BREBES – Sebagai relawan bencana memilki tugas yang berat. Mengevakuasi dan menolong saudara yang tertimpa musibah itu, merupakan perbuatan mulia.Dengan mengerahkan pikiran, tenaga hingga bercucuran keringat, para relawan tak kenal lelah dalam misi kemanusian.
Bencana gempa-tsunami beberapa waktu lalu di Kota Palu, Sulawesi Tengah (Sulteng) misalnya. Bencana yang sudah menelan lebih dari 1400 korban meninggal dunia dan ribuan warga luka-luka hingga masih banyak yang dinyatakan hilang menjadi duka warga memdalam bagi seluruh nusantara. Saat ini, sudah ribuan relawan dari berbagai penjuru nusantara berada di sana. Demikian pula, relawan dari anggota Badan Penanggulangan Bencana Daerah (BPBD) Brebes juga turut berangkat ke Palu.
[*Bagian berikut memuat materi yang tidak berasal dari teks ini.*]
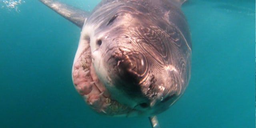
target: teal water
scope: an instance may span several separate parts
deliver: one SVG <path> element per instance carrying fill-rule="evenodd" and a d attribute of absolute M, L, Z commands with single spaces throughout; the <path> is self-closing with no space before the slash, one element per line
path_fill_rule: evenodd
<path fill-rule="evenodd" d="M 0 128 L 150 128 L 92 112 L 73 86 L 80 30 L 37 0 L 0 0 Z M 10 0 L 8 0 L 10 1 Z M 14 0 L 15 1 L 15 0 Z M 99 1 L 62 0 L 86 10 Z M 162 128 L 255 128 L 255 1 L 190 0 L 192 40 L 183 96 Z"/>

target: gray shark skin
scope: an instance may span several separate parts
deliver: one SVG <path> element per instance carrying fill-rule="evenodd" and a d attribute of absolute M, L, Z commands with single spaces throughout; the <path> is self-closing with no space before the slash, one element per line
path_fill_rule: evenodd
<path fill-rule="evenodd" d="M 185 0 L 103 0 L 90 12 L 40 0 L 82 29 L 74 86 L 97 113 L 150 117 L 181 96 L 190 78 L 191 43 Z"/>

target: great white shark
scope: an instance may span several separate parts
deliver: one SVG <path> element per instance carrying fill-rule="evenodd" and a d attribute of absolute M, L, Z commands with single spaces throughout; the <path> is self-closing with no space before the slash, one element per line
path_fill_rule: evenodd
<path fill-rule="evenodd" d="M 191 41 L 180 6 L 185 0 L 102 0 L 91 12 L 39 0 L 81 28 L 72 68 L 89 106 L 112 116 L 156 115 L 184 92 Z"/>

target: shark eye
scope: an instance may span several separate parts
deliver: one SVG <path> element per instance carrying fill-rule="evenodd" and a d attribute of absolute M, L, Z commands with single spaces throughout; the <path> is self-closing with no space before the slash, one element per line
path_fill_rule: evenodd
<path fill-rule="evenodd" d="M 108 22 L 108 24 L 107 24 L 107 26 L 108 26 L 110 24 L 112 24 L 113 23 L 113 22 L 116 19 L 116 18 L 118 16 L 116 14 L 113 16 L 111 19 L 110 20 L 109 20 L 109 21 Z"/>
<path fill-rule="evenodd" d="M 98 41 L 97 41 L 97 44 L 98 44 L 98 46 L 100 46 L 102 43 L 102 42 L 101 40 L 99 40 Z"/>

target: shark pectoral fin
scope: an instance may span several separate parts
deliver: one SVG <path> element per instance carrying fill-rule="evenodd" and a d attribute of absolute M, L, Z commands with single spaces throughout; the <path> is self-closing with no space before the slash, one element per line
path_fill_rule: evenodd
<path fill-rule="evenodd" d="M 160 128 L 160 125 L 157 120 L 156 116 L 154 116 L 148 117 L 149 121 L 150 122 L 152 128 Z"/>
<path fill-rule="evenodd" d="M 90 13 L 71 5 L 53 0 L 39 0 L 80 28 Z"/>

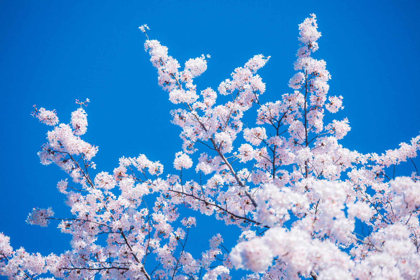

Dialah Rudi Setiawan (48).
Akhir pekan ini, rencananya 32 relawan BPBD dari Provinsi Jawa Tengah (Jateng) termasuk Rudi akan diberangkatkan dari Semarang oleh Gubernur Jateng Ganjar Pranowo. Menurut Rudi, kembali memilih mengabdi untuk misi kemanusiaan merupakan suatu hal yang wajib bagi dirinya. Bbeberapa waktu lalu dia dikirimkan untuk menjadi relawan musibah gempa bumi di Lombok, Nusa Tenggara Barat (NTB) selama dua pekan.
Segala resiko menjadi relawan telah dipersiapkan. Di antaranya, harus meninggalkan sang istri Vifti Nova Wulansari (37) dan anak tunggalnya yang baru berusia lima tahun.”Jumat (5/10) ini akan berangkat ke Semarang. Baru lusa baru berangkat ke Palu melalui jalur darat menuju ke Tanjung Perak (Surabaya). Untuk kemudian melalui jalur laut,” ucap Rudi, Jumat 5 Oktober 2018.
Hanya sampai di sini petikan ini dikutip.